I have found that putting her in a sling on my back helps distribute the weight though so that's how she normally gets carried if I have to!

Caz10 Sat 01-Sep-07 08:40:02

Thank you so much everyone. I've ordered a box with wheels, I just hope it can cope with stairs!
I think I am feeling a bit reluctant to "slow down" - don't have a big bump, and have no other aches/pains/piles so far. But am slowly realising that if I want to stay that way I will need to take better care of myself!
It amazes me though - every other non pregnant person is very quick to tell me I "shouldn't be lifting heavy things" - I wonder if they know why not, when we are not sure ourselves!

Thank you again!

Gill79 Wed 05-Sep-07 13:20:33

In this book by Vicky Iovine - http://www.amazon.com/Best-Friends-Guide-Pregnancy/dp/0747533253/ref=sr
1
9/002-2075104-9344019?ie =UTF8&s=books&qid=1187605245&sr=1-9
she says that weight lifting can cause small tears in the placenta, which caused bleeding. However she was doing actual weight lifting hmm when pregnant so this is quite an extreme case.
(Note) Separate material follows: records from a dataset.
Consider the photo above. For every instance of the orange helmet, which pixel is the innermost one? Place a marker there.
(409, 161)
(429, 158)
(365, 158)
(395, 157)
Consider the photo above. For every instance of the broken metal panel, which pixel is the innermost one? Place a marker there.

It's a good read by the way.

Luxmum Wed 05-Sep-07 14:09:04

Ohhh, don't lift things, esp at work, your boss is not allowed by law to let/make you lift things whilst preggers. It can cause the placenta to tear away (or something similarly icky and painful) and IS a direct risk to the baby - it could die i believe -so really take it slow and make sure you take full advantage of any sympathy from co-workers. I was banned in very explicit terms by my Dr from lifting or walking too far etc, as I had placenta prevaea.
It's basically dangerous, so stop and use some of the man-muscle who work with you (I am presuming..). You're going to have to learn to take it easy as sooner or later the weight of the baby and the stress it puts on your body will catch up with you and you'll just be knackered. Sorry, but it's true. Am 38 weeks and walking to the fridge from the sofa is now a chore for me..!!